Keeping your Python code DRY using Clone Digger

DRY (as in Don't Repeat Yourself) is one of the corner stones of a clean and agile code. This is especially so with the production code but also with test code where finding good abstractions will greatly increase speed and lower maintenance.

When working with python I have found a very nice tool called Clone Digger that helps finding repetitions in code. It is easy to set up and work with and the report is clear and easy to read.

Install it with pip:

pip install clonedigger

When installed it is automatically added to the tool chain. To run it use the following command:

clonedigger package

Package is the directory where the python code is to be found. Clone digger takes a list of packages separated with space. --help will show help on options and configuration.

Clone digger will work it's way through all files in each package and compare them, both within each package and across package listed in the same invocation. If there is code, such as auto generated code, that is not modifiable, it needs to be removed from the packages added in order for the tool not to analyse them.

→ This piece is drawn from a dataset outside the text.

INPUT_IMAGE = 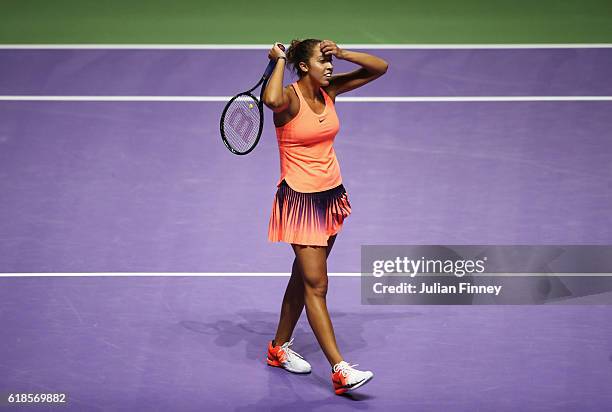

It will generate a report looking like the one below to output.html (this is configurable).

Clone Digger output

Working with tools like this makes it easy to spot where new abstractions should be added to remove code duplication. Both in test and production code. Where ever repetition is found which does not fill an important documenting function (which is sometimes the case in tests) it is easy to spot where and how a method should be added to pull the functionality together. It will also help in naming such methods. There are of cause some false positives. Especially in the test code where method bodies are often descriptive rather then dry. But even here it helps to find common assertions which can be pulled up and made into new descriptive methods. This becomes especially valuable when working with given-when-then in tests.